Feeding Frenzy

There’s nothing more fantastic than frying fresh fish

By Michael Roberts   Photos by novo studio

 

When I met up with Fish Arkansas guest editor Mark Hedrick recently out at Jolly Roger’s Marina on Lake Maumelle, the primer gray skies and brisk wind had me thinking that our planned outdoor fish fry might not have been the smartest idea. The numerous sailboats docked around the marina cut forlorn silhouettes against the horizon like a grim monument to sunny days long gone.  It took a ready smile and an encouraging sentence or two from Mark to change my mind.

“I caught about 20 crappie out here just last night,” he said, gesturing out toward the smooth lake surface. “I’ve had them on ice overnight and I just got done cleaning them. I hope you’re hungry.” I’d known the fish were going to be fresh—but not that fresh. 

Like many diners, a lot of the fish I eat from week to week comes from restaurants or the supermarket, so the idea of chowing down on something that had been swimming about not even 24 hours before was quite attractive. The fact that Mark had his catch cleaned and filleted already was an added bonus.

To non-anglers, crappie might be something of a mystery. It doesn’t have the powerful, “big game” allure of the various bass species, nor is it easily adapted to commercial farming methods like the ubiquitous catfish. But talk to anyone you know who not only likes to fish, but also likes to eat what they catch, and they’ll tell you: crappie is one of the best-tasting pan-fish in the world—and they’re a fun, challenging species to target (see story page 16). The meat is light, flaky and very clean-tasting—and it takes a roll in seasoned cornmeal followed by a dip in hot oil quite well.
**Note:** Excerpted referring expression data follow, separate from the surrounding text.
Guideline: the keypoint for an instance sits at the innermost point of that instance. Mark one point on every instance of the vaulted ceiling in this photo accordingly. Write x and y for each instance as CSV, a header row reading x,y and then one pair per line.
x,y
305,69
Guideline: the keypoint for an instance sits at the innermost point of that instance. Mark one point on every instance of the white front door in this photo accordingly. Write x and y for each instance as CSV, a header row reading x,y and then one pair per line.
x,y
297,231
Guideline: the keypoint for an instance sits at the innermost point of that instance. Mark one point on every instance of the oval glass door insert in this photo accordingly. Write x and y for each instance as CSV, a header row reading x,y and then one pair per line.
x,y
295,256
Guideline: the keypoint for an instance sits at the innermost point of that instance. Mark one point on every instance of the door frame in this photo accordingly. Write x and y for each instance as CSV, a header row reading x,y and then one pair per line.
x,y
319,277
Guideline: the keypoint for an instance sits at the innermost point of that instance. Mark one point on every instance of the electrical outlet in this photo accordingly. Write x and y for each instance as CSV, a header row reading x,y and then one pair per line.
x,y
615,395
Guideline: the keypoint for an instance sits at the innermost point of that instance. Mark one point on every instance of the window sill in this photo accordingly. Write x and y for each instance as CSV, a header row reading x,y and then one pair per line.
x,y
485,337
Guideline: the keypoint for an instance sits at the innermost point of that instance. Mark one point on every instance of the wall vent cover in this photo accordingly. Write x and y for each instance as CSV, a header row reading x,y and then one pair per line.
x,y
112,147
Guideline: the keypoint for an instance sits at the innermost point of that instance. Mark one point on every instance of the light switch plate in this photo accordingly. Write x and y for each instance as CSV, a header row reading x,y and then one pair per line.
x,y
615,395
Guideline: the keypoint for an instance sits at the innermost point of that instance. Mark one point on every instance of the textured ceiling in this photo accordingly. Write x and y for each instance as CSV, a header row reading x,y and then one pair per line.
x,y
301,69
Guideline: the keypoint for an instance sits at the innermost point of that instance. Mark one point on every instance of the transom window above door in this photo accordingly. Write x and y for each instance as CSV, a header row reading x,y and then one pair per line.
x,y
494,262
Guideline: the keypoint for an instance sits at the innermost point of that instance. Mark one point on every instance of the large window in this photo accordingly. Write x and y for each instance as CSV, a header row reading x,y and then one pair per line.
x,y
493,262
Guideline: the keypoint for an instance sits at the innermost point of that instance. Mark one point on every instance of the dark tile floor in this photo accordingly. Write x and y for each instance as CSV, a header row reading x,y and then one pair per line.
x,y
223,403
In less than a half-hour, we were feasting on golden-brown fillets possessed of a perfect balance between crunchy exterior and interior tenderness. 
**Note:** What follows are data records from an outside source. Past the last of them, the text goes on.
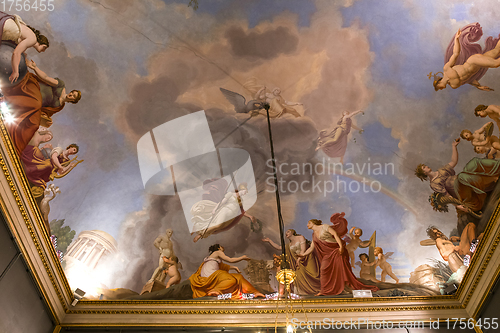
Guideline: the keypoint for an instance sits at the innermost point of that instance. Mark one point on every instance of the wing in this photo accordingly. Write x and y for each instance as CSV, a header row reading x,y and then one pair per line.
x,y
471,33
364,244
236,99
428,242
252,86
So what does it take to have a successful fish fry? Well, first you make a friend like Mark who stalks crappie where they live (and can show you how, too). Then, once you’ve got the fish in hand, this simple checklist will have people begging for more:

Use a Fish Cooker: If you only cook fish once in a great while, or if you only cook for yourself and another person or two, a good cast iron skillet will serve you well—but you’ll just be making supper, not having a fish fry. Looking to feed a larger crowd? You need a fish cooker. Investing in a high-quality fish cooker has several advantages: it’s self-contained, making cleanup easier; it’s designed to be used outdoors, which helps mitigate the heat thrown off by frying; and it’s a great piece of equipment you can haul anywhere you go where you might catch some fish. If the cooker you choose does not come with a thermometer for keeping track of oil temperature, be sure to pick one of those up, too.

 

Choose the Right Oil: Getting perfectly fried fish requires cooking at high temperatures (around 350ºF) for an extended period of time, and some oils stand up to that sort of abuse better than others. Peanut oil, with its high smoke point, has been the traditional go-to for serious fish fanatics—but increasing awareness of peanut allergies is a strike against using it. Our answer? Rice bran oil, specifically the variety developed and sold by Arkansas’ own Riceland Foods. It has an even higher smoke point than peanut oil, doesn’t break down after extended periods of use—and it’s a very clean-tasting oil that won’t interfere with the delicate flavor of a fish like crappie. 

 

Tis the Seasoning: When it comes to fried fish, having something great with which to coat each piece is tantamount to success. And just like chili, cheese dip or cornbread, everybody’s got their own way of doing things. At its most basic, your coating should consist of cornmeal, salt and some sort of pepper. Once you’ve mixed those three things in a ratio that gives your fish a nice crunchy exterior (without being over or under salted), there are numerous other spices out there for your experimentation. If all that sounds like too much work, commercially prepared fish fry mixes are readily available and inexpensive, and many of them do the job well.

 

Timing is Everything: So how do you know when your fish is cooked? The general rule is to allow about 10 minutes cooking time per inch of thickness, but it’s highly unlikely you’d ever fry anything that thick. Your best bet is trial and error. Bring the oil in your cooker up to temperature, then test-fry a few pieces; 3-5 minutes ought to do it. This method is great for several reasons: it helps you learn how your cooker gets the job done, it lets you taste your coating and adjust seasonings if needed—and it gives you, the cook, a legitimate reason to scarf down some of the best eats around.